Journalist and critic whose romantic and biographical approach to literature ran counter to the leading critical tendencies of his day.
He wrote at least 40 books and a large body pf journalistic works in which his pronounced -though changeable- views on social, political and religious questions were constantly before the public.
He was the husband of short-story writer Katherine Mansfield and a close associate of D.H. Lawrence both of whom influenced his development as a writer.
During World War I the Murrys and Lawrences were neighbors in Cornwall and something of the relationship between the two couples appears in Lawrence´s Women in Love.
Murry also appears, harshly lampooned, as the character Burlap in Aldous Huxley´s Point Counter Point.
Murry began his career as editor of Rhythm while at Brasenose College, Oxford.

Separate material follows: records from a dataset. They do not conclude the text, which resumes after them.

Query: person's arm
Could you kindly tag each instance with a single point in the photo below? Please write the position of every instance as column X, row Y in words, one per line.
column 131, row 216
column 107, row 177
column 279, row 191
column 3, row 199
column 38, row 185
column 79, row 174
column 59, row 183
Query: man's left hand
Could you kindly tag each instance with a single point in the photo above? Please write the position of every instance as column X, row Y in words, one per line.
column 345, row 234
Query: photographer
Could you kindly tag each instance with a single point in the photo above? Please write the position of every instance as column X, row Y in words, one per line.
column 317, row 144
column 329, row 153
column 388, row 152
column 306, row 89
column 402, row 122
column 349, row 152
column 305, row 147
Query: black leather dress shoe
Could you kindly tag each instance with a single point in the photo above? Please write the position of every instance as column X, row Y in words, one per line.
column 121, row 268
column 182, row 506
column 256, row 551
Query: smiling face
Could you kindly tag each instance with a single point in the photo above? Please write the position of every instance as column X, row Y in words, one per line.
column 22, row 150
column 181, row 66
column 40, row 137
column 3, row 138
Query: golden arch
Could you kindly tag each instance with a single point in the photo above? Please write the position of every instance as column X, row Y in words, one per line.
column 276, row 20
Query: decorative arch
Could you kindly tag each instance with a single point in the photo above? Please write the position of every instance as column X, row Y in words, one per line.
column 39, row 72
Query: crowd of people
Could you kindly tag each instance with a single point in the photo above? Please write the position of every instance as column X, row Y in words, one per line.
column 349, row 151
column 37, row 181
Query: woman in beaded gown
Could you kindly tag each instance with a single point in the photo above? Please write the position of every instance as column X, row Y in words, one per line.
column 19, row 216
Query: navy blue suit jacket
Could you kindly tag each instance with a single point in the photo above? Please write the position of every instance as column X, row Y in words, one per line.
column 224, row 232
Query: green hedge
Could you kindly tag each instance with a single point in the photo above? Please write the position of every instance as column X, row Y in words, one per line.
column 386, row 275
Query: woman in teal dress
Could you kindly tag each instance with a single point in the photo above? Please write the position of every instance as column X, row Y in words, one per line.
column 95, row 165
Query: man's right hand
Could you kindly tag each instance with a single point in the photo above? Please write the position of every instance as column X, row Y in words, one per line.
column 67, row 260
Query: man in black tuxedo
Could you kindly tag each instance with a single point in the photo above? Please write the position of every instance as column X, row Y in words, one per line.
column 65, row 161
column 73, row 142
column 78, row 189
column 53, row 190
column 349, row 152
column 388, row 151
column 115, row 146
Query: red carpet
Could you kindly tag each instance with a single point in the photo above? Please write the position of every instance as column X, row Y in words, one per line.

He was editor of Athenaeum (1919-21) and founding editor of Adelphi (1923-48) both literary magazines.
As a pacifist he edited Peace News during World War II and ran a Christian community on a farm near Colchester with the help of conscientious objectors. After the war learning of the Nazi concentration camp atrocities he renounced his former total pacifism.
Among his numerous critical works are studies of Mansfield (Katherine Mansfield and Other Literary Portraits, 1949) and Lawrence (Son of Woman, the Story of D.H. Lawrence, 1931) as well as several works on Keats.
As a man who believed that knowledge of a writer´s private life was necessary to an understanding of his works, he made his autobiographical Between Two Worlds (1935) strikingly revealing about his own.